The results were confusing and worrisome. Probably because I am not a doctor, and I did not study for years and years to understand what all of it meant! But I kept researching, trying to make sense of what made no sense. My weakness as a human let me think I had some kind of control over all of this. I was overthinking, and all it did was create more anxiety and fear.

Instead, what I needed was to remember Jesus’ wise advice about not worrying about tomorrow.

Therefore do not worry about tomorrow, for tomorrow will worry about itself. Each day has enough trouble of its own.
Matthew 6:34 (NIV)

I finally came to the realization that nothing I was going to figure out by Googling my test results was going to change a thing. I was inviting fear instead of admitting it was out of my control, and it was only robbing me of my peace. Worry and overthinking were not going to change my lab results. They would not change what the doctor would tell me. They would not change what would come ahead for my treatment.

Once I let that sink into my heart, I stopped searching for my own answers on Google, and I turned my dependence on God — where it should have been all along.

Cast all your anxiety on him because he cares for you.
1 Peter 5:7 (NIV)

I can draw closer to Him now because I’m not trying to control everything myself. That control couldn’t give me peace, but God can. I can choose to depend on God’s power and strength instead of my own, leaning fully into Him, knowing He will carry me in my weakness. Because of who He is, I can trust He will always be present.

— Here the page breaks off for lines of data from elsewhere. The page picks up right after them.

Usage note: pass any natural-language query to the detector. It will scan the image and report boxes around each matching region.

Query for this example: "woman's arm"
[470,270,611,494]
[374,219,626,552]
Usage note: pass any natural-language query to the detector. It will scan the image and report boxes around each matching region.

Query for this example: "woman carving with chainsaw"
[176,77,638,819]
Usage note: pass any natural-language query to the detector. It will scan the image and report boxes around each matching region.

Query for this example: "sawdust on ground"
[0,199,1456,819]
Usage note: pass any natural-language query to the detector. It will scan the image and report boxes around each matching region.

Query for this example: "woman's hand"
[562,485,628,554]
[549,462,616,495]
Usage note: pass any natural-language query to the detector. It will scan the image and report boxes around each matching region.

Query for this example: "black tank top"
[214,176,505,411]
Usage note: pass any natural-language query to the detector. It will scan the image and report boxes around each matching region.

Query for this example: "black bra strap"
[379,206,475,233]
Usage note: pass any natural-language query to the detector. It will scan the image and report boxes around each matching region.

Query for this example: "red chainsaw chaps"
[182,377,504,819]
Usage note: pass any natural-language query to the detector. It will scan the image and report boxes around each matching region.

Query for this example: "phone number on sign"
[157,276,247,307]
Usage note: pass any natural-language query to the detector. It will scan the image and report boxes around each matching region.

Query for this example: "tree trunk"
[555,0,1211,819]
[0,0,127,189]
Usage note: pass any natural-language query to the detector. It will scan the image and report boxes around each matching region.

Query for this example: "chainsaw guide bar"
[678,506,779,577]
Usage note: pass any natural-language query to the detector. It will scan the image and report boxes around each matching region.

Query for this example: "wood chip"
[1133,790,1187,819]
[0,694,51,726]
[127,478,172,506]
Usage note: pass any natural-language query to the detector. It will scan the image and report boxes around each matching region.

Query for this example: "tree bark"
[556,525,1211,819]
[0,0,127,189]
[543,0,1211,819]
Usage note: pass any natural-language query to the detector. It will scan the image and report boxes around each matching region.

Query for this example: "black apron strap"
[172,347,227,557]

It was a long drive to and from the doctor that day, almost five hours in the car. And after surrendering my health over to God, my normal overthinking, worrying self was no longer present. God was present. He gave me incredible peace. When the doctor explained my results — a systemic autoimmune disease, I was calm. It could have been better, of course, but it also could have been worse. And at least now I have answers and a plan.

I know I cannot do this on my own. I know I have limits. I know God made me with limits so I could depend on Him, so I could cling to Him and let fear be overcome with faith.

As Jesus says in Mark 5:36, “Don’t be afraid. Just have faith.” Faith and fear don’t go together. Let’s have faith over fear, friends!